I escaped it for 17 years of parenthood, but the odds were always stacked against me. I have two beautiful and intelligent daughters, and eventually a boy smart enough to see it was going to come calling. We’ve raised them to seek their identity in the things that matter and not in the superficial, so they are somewhat intimidating to young men. Good! But sooner or later a boy of equal substance was going to show up, and now he has. Do I even have dating rules ready? I’d better.
My daughter and her boyfriend spend almost every free moment they have in our house. They both have busy schedules, but if they aren’t learning or working, they are in our home. They love to cook together in our kitchen and try out new recipes. They turn on the music and sing, dance, and make a bunch of the healthy-type of food that is so popular today. It’s all pretty cute.
Interestingly, this young man is aggressive in his desire for me to know him and vice versa. This isn’t at all the new modern type of teenage dating where they hang out in groups and go through levels of “talking.” What’s taking place is a good old fashioned courting process. The young man’s mother did a very good job teaching manners and etiquette to her son. He ate with us at Easter and even brought flowers and a dessert. We’ve been impressed with his behavior. That said, this is still my daughter we’re talking about and I’m not naïve. He might be a well-adjusted young man full of the right things, but I was not at his age, and I know all the angles. I’m not proud of my years as a teenage boy, but as a parent I have a wealth of experience to draw upon. The hardest task is not to project my experiences on these two when they are not doing anything wrong.

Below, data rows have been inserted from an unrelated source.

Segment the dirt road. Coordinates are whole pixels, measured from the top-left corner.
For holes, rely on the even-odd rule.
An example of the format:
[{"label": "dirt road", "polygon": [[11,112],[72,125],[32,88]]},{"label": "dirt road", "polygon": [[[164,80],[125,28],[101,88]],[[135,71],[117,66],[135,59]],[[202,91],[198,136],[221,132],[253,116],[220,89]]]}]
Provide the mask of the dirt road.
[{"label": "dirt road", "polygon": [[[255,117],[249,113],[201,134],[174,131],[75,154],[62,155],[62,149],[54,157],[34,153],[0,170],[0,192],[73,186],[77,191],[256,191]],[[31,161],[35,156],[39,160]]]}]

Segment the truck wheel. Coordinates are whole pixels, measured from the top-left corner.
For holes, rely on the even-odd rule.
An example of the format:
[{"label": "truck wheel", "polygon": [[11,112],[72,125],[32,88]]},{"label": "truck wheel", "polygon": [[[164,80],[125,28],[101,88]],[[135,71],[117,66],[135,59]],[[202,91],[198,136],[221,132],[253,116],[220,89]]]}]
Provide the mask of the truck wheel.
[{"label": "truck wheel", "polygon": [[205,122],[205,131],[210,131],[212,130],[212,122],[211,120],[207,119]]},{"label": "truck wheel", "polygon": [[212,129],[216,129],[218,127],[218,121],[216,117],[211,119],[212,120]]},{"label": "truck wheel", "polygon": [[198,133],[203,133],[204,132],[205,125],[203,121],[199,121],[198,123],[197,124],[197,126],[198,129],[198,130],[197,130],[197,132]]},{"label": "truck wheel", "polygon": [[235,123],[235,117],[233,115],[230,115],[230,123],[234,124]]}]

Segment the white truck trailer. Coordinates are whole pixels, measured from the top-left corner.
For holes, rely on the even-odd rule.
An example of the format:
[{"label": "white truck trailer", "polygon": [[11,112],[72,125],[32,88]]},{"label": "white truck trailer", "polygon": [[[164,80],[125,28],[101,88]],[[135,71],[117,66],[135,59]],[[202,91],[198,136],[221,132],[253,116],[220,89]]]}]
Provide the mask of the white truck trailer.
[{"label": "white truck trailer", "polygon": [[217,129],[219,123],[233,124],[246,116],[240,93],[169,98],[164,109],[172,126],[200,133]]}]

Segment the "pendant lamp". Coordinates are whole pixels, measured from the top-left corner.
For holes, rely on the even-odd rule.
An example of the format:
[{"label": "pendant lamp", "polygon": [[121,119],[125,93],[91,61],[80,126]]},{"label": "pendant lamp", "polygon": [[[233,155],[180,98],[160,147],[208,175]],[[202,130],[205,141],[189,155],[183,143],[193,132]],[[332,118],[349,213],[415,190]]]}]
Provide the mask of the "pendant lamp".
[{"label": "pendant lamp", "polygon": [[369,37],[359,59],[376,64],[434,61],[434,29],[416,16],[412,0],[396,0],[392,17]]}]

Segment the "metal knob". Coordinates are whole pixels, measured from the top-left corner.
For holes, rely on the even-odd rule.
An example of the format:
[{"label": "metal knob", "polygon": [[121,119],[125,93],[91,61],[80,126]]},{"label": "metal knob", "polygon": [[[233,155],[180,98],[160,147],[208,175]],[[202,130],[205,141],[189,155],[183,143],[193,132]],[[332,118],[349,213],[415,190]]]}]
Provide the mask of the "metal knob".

What should we expect from our teenagers when they start dating? Here are my dating rules.
1. Keep it in Perspective
When two people connect in such a way, it’s difficult to not get carried away with what’s going on. For teenagers, perspective isn’t the easy thing to begin with. When they are dating, it can get distorted in a hurry. As a parent, stay on top of the feelings and things being discussed. You’re dating in high school. Keep it right there. The future will take care of itself.
2. Accept Each Other
My daughter is a unique individual. She’s naturally beautiful and reaches a stunning level when she wants to. But she’ll not use her looks to attract people. She wants people to like the “weird” things about her. I love that trait in her. Accept each other as is, and in the process, you’ll learn good things from each other.
3. Keep the Door Open
We all know why. There will be none of that.
4. Spend Time with Your Parents
In this case as I’ve explained, that’s not an issue with my daughter and her boyfriend. But if it was, I’d say something. If you’re avoiding us, you’re hiding something.
5. PDA Control
They are cuddly with each other. I cringe. No father likes to see his daughter cuddled with a boy. Control the public displays of affection and in private too. I know you’re going to kiss, but I sure don’t want to see it.
This is a dangerous age where everything we do is put under a microscope. Stay on the high road and never leave it.In all its forms and all its meanings. Show my daughter the respect she deserves, and she’s been taught to treat you the same way. Chances are high that this relationship will eventually come to an end. When proper respect has been observed the entire time, that moment will be a lot easier and far less messy. This is a dangerous age where everything we do is put under a microscope. Stay on the high road and never leave it.
7. Obey all Curfews and Rules
11:30 means 11:30. No exceptions. And no, you can’t go out of town together to see a concert. Unless I’m invited too.
8. For the Parents – Trust Your Efforts
We spent all those years teaching and instilling values. Trust them until it’s proven they can’t be trusted. Uncalled for intervention might result in exactly what you’re trying to prevent.
Huddle Up Question
Huddle up with your teen and the person they are dating, and clearly give them your expectations.